A very confused Donna Richards looked around her. One minute she had been talking to her friend Gloria at the Pussy Kat Klub and getting ready for her act; the next she was here, sitting in a very cramped seat in what appeared to be a bus. Rather than the panties, bra,.and stilettos she'd been wearing, she was dressed in what appeared to be a charcoal grey men's suit. A glass of clear liquid rested on the tray that was attaced to the seat in front of her, and she held a book open in her hands.
"What in God's name?" she said.
The woman sitting next to her, a blonde woman in her fifties dressed in what seemed to Donna to be a rather conservative outfit--though who was she to judge?--turned to Donna and said, "Dear? Is something wrong?"
Donna stared at the woman; she was speechless. What was this? Had she blacked out or something? Was this a dream?
"I'm fine," Donna said, though she didn't mean it. The woman looked at her a moment, then went back to reading the magazine she had in her lap.
Donna tuned from the woman and looked out the window of the bus to get a better idea of where she was. As she looked out the window, though, she suddenly realized that she was not in a bus. Clouds drifted past in the distance, level with Donna's eyes, and the ground appeared to be far, far below. A modest-sized city rolled slowly by on the ground; Donna could pick out a few familiar buildings, like the mall, the college, downtown, the run-down district where the Pussy Kat Klub was located, and the prison a ways ahead. That city down there was her hometown.
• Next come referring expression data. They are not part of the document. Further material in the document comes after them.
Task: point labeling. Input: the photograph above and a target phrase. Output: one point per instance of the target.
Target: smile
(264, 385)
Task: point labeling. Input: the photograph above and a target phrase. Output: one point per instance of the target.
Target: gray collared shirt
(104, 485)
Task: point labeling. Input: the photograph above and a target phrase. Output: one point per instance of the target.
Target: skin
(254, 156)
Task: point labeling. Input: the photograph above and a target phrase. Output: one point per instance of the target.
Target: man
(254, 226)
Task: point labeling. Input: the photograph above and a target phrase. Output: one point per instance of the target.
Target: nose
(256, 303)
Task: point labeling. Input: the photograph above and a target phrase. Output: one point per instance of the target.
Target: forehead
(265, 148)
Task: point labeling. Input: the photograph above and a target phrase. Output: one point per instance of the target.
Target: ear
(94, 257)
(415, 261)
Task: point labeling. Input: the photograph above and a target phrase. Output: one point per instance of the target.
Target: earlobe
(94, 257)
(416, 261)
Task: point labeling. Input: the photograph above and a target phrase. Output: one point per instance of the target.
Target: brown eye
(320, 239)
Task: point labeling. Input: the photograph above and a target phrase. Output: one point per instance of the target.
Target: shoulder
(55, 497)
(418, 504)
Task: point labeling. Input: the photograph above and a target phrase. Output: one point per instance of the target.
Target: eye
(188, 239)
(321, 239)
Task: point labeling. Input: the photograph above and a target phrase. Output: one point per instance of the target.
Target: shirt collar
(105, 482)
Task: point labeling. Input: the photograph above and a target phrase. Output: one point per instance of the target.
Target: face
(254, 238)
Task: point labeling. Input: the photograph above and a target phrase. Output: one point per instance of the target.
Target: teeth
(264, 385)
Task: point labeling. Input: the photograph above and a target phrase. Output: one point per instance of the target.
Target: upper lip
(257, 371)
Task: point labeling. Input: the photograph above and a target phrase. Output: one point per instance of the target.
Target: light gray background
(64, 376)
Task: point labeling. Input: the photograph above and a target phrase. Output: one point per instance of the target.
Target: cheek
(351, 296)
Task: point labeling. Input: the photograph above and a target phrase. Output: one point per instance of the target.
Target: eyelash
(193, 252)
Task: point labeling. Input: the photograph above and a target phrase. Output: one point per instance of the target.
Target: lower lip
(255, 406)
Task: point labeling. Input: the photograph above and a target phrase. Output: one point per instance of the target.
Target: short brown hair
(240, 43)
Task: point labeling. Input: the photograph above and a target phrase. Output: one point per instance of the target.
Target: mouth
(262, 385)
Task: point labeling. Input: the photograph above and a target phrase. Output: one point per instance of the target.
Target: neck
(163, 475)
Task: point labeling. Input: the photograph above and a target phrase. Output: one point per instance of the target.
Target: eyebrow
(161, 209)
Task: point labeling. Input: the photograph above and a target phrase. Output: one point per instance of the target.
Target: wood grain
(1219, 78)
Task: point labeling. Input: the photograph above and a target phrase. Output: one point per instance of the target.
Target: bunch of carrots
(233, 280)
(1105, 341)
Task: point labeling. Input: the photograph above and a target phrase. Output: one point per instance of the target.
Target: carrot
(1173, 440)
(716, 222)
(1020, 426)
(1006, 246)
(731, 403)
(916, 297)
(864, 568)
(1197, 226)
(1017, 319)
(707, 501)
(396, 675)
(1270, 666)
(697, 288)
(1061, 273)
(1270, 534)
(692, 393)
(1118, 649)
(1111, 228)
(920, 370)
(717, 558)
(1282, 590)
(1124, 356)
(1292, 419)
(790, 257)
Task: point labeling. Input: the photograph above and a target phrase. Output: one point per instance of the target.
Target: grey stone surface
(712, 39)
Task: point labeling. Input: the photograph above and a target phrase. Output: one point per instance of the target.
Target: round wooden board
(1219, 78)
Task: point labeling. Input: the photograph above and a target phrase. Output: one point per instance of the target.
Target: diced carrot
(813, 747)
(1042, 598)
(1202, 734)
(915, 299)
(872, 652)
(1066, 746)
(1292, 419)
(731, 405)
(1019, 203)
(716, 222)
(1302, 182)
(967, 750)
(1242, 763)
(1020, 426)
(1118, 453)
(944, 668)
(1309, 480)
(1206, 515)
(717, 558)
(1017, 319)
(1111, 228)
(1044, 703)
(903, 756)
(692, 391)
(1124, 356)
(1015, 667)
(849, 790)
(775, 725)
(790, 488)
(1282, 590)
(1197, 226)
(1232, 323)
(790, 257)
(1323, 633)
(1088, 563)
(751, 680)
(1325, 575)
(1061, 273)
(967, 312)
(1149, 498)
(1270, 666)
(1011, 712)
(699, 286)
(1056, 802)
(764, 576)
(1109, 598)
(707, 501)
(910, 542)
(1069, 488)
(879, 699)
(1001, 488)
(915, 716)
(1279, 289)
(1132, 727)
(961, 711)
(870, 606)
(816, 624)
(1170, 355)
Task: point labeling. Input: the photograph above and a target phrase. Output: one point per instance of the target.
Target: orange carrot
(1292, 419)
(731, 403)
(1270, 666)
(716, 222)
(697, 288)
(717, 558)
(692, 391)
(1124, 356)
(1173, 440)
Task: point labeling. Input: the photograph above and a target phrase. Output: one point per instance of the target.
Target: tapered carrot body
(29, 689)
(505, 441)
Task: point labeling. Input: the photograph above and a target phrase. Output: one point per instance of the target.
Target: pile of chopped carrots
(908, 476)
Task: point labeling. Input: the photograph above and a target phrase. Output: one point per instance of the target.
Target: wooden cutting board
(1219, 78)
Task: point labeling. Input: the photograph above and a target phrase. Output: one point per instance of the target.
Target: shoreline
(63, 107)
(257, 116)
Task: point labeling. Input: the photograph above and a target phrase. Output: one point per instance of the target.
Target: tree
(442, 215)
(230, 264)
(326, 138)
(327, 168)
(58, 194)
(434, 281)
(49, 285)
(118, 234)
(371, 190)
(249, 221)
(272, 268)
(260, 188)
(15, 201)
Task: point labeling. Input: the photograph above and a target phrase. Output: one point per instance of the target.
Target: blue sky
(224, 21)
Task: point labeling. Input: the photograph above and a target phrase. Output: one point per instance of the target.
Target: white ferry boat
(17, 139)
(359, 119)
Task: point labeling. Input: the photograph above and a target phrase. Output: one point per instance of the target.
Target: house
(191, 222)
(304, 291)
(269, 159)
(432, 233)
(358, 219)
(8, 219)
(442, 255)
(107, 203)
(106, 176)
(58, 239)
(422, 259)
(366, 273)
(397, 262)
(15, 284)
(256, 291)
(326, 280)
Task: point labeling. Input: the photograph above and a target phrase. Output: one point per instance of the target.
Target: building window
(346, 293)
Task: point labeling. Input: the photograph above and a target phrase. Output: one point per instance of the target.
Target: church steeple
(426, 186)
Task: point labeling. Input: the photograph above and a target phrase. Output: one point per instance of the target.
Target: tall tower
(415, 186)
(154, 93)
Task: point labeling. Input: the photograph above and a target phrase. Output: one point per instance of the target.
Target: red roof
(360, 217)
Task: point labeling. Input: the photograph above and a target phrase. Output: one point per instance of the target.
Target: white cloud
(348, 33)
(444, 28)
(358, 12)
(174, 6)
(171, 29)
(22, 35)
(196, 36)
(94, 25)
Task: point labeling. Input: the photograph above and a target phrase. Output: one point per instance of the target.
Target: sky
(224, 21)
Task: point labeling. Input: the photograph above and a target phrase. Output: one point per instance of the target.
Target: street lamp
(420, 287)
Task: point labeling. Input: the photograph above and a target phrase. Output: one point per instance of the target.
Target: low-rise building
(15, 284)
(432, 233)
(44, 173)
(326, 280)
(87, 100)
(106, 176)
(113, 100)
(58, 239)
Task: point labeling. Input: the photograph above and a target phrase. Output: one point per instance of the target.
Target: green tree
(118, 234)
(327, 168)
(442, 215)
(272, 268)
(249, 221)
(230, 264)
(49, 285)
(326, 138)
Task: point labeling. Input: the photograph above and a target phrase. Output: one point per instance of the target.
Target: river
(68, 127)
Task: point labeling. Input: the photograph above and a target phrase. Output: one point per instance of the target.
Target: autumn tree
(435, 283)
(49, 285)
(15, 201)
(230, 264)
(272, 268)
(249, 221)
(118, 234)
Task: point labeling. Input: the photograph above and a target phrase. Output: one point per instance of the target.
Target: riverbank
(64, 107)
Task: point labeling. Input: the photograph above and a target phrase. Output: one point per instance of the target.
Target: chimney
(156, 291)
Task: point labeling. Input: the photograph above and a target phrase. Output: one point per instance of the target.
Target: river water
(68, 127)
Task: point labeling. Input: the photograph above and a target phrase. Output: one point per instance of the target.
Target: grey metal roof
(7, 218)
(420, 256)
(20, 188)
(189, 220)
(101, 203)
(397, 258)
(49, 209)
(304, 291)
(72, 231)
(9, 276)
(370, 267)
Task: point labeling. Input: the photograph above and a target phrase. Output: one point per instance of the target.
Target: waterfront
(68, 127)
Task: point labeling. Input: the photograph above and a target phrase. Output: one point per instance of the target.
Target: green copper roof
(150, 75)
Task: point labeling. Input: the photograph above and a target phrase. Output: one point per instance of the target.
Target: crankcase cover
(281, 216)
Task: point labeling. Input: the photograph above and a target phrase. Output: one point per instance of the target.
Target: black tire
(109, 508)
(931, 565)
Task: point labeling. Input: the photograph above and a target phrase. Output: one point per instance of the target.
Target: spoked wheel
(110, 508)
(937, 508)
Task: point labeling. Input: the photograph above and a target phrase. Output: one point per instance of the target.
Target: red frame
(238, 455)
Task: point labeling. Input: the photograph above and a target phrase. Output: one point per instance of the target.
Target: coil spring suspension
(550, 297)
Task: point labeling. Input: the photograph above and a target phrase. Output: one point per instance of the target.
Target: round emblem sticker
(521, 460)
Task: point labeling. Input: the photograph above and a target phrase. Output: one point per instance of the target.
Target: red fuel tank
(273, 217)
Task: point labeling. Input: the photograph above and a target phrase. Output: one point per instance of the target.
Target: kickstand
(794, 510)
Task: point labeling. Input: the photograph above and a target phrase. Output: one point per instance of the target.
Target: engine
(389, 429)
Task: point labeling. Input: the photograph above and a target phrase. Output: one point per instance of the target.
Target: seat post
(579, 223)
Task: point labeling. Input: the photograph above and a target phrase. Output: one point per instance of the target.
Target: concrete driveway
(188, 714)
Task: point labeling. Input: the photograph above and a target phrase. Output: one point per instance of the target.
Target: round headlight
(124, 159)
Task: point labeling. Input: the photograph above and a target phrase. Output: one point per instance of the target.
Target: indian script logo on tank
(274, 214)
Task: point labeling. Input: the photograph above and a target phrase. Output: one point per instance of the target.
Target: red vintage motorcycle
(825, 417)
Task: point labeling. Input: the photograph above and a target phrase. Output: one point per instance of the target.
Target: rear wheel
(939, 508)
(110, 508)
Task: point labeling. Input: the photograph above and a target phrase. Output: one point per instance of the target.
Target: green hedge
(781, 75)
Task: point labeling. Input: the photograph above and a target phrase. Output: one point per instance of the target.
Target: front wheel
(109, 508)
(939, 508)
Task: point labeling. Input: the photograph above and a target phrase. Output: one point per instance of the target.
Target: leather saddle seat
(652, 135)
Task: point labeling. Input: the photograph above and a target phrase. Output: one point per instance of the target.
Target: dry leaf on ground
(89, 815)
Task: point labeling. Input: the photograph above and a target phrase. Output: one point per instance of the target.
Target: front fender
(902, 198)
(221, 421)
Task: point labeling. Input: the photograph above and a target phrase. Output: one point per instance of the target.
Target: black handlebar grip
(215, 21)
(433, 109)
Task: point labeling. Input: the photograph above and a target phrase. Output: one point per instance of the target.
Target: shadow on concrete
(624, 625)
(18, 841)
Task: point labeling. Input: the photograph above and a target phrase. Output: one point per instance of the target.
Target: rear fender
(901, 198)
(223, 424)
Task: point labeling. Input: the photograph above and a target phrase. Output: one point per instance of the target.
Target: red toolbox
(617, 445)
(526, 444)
Rather than her own face, Donna saw the faint image of a grey-haired white man wearing the same charcoal suit she was wearing reflected in the glass of the window of the airplane. Suddenly, however, Donna had a more pressing concern than the stranger in her reflection or the woman next to her or the Pussy Kat Klub or how on earth she'd gotten here. Because Donna Richards was deeply, terribly, viscerally afraid of heights.
At the front of the plane, the cabin door suddenly slid open, and a man dressed sharply in a pilot's uniform stepped out. "Excuse me, folks," he said, in a nervous, unsteady voice. "Does anyone here know how to fly a plane?"